Prior work lacks systematic evaluation of multimodal large language models’ (MLLMs) spatial reasoning capabilities for lesion localization in chest X-rays, particularly due to the absence of explicit coordinate-output mechanisms in medical imaging tasks. Method: We propose an anatomy-aware spatial grid prompting framework that guides GPT-4, GPT-5, and MedGemma to directly generate normalized lesion coordinates—bypassing post-hoc regression or segmentation. Contribution/Results: On a clinical chest X-ray benchmark, GPT-5 achieves 49.7% localization accuracy (center-point error ≤30 mm), substantially outperforming CNN baselines and demonstrating that 86.2% of its predictions fall within anatomically plausible regions—despite lagging behind radiologists (80.1%). This is the first empirical validation that MLLMs possess rudimentary anatomical spatial understanding. Moreover, our prompt engineering paradigm enables zero-shot, scalable lesion localization without task-specific fine-tuning or auxiliary modules.

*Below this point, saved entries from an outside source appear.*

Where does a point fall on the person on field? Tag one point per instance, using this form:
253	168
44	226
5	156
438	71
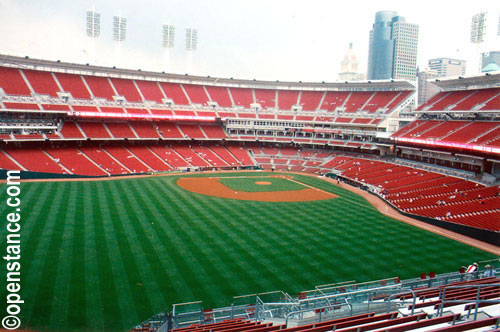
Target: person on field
490	272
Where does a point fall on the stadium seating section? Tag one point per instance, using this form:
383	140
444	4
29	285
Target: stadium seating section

Recent work has shown promising performance of frontier large language models (LLMs) and their multimodal counterparts in medical quizzes and diagnostic tasks, highlighting their potential for broad clinical utility given their accessible, general-purpose nature. However, beyond diagnosis, a fundamental aspect of medical image interpretation is the ability to localize pathological findings. Evaluating localization not only has clinical and educational relevance but also provides insight into a model's spatial understanding of anatomy and disease. Here, we systematically assess two general-purpose MLLMs (GPT-4 and GPT-5) and a domain-specific model (MedGemma) in their ability to localize pathologies on chest radiographs, using a prompting pipeline that overlays a spatial grid and elicits coordinate-based predictions. Averaged across nine pathologies in the CheXlocalize dataset, GPT-5 exhibited a localization accuracy of 49.7%, followed by GPT-4 (39.1%) and MedGemma (17.7%), all lower than a task-specific CNN baseline (59.9%) and a radiologist benchmark (80.1%). Despite modest performance, error analysis revealed that GPT-5's predictions were largely in anatomically plausible regions, just not always precisely localized. GPT-4 performed well on pathologies with fixed anatomical locations, but struggled with spatially variable findings and exhibited anatomically implausible predictions more frequently. MedGemma demonstrated the lowest performance on all pathologies, showing limited capacity to generalize to this novel task. Our findings highlight both the promise and limitations of current MLLMs in medical imaging and underscore the importance of integrating them with task-specific tools for reliable use.